NEW YORK (AP) – A convoy of 70 city buses, accompanied by an assortment of support vehicles and volunteers, departed lower Manhattan on Saturday morning for a 24-hour trip south to help evacuate victims of Hurricane Katrina.

The caravan, including another 47 vehicles from the city police and mass transit, was expected to arrive in New Orleans today to start ferrying victims of the hurricane out of the crippled Crescent City.

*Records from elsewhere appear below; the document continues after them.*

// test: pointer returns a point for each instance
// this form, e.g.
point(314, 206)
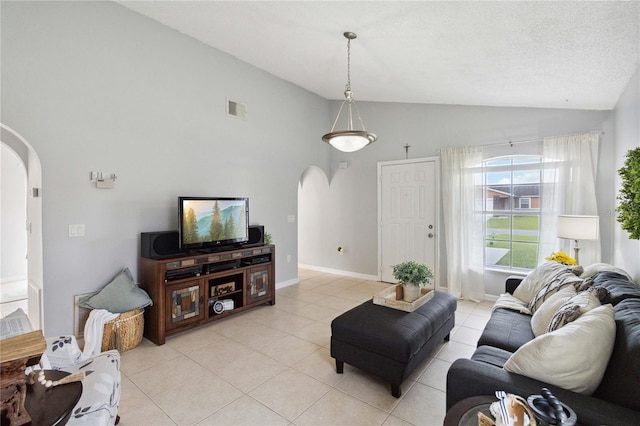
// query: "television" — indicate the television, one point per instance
point(213, 223)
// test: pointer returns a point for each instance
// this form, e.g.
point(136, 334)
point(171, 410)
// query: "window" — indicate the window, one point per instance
point(510, 205)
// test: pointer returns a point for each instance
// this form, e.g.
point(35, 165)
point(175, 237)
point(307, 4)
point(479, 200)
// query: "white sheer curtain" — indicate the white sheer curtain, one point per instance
point(568, 187)
point(462, 227)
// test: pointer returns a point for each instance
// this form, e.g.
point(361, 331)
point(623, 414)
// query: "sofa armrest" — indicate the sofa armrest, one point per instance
point(467, 378)
point(62, 352)
point(512, 282)
point(98, 404)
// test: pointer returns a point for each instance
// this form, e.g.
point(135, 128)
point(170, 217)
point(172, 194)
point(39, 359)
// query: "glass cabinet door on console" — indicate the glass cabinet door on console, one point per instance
point(259, 285)
point(184, 303)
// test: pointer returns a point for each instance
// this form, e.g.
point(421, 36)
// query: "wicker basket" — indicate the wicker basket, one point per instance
point(123, 332)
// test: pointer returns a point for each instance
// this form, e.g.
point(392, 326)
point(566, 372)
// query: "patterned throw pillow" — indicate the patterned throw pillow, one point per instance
point(542, 317)
point(567, 276)
point(573, 357)
point(575, 306)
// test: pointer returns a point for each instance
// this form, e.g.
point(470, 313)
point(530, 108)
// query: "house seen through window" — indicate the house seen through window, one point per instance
point(508, 196)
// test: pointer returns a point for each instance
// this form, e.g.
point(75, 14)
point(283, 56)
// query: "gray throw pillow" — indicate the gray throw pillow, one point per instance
point(120, 295)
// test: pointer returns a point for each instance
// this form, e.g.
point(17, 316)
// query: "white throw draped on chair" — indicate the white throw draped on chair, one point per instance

They left from Police Headquarters, just a few blocks east of ground zero.

Mayor Michael Bloomberg, cognizant of the nation’s outpouring of aid to New York after the Sept. 11, 2001, terrorist attacks, said the city “will help those who helped us.” The group that left Saturday will join members of the Fire Department, the NYPD and the city Office of Emergency Management already on site in New Orleans.

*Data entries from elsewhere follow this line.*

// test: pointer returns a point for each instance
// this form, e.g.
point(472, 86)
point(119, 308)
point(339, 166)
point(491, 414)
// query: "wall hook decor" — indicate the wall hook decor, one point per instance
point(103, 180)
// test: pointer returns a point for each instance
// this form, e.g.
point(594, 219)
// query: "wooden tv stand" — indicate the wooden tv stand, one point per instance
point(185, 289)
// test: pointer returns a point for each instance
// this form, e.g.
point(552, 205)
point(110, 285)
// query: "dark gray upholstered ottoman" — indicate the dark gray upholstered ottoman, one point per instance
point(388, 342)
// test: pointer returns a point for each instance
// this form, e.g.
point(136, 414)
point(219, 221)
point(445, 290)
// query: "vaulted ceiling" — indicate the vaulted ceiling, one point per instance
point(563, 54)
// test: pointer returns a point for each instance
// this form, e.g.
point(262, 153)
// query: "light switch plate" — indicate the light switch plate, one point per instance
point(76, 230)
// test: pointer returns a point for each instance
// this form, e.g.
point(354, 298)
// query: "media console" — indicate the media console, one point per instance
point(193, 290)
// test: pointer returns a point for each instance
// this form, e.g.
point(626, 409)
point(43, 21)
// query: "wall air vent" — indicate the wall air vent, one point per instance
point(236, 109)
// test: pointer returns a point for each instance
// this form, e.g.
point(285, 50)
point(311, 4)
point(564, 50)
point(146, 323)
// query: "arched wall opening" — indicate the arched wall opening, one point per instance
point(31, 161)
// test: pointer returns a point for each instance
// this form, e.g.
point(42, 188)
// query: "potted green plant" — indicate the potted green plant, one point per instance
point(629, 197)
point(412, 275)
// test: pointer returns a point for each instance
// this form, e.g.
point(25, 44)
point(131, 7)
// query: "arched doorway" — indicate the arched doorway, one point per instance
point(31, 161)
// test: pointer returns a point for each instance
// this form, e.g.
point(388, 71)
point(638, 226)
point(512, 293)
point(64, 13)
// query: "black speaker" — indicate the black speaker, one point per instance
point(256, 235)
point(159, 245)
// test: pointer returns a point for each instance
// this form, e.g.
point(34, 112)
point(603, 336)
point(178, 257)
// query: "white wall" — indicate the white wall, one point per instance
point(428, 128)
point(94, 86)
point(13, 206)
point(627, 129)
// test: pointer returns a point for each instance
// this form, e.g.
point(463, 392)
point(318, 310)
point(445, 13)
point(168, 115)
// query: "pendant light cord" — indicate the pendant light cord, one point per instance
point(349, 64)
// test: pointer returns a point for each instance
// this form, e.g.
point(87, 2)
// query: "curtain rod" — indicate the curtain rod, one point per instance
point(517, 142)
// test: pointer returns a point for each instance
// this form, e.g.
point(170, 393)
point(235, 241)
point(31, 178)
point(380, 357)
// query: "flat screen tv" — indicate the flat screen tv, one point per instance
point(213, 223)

The Metropolitan Transportation Authority buses will bring homeless residents of New Orleans to Dallas and Little Rock, Ark. The task force from New York is also carrying food, water and other supplies for the ravaged region.

On Sunday morning, another 30 city buses will head south from Staten Island. The buses will spend about one week in New Orleans, as will the 230 volunteer MTA workers and the 171 volunteer NYPD officers, said Bloomberg.

Although the city employees volunteered for the trip, they will be paid while helping out in New Orleans, the mayor’s office said.

The deployment of the buses may create limited service interruptions for city bus commuters, and the MTA will provide details on any changes over the next day, Bloomberg said.

On Thursday, city Fire Department sent three chiefs to Jackson, Miss., to help with command and control operations.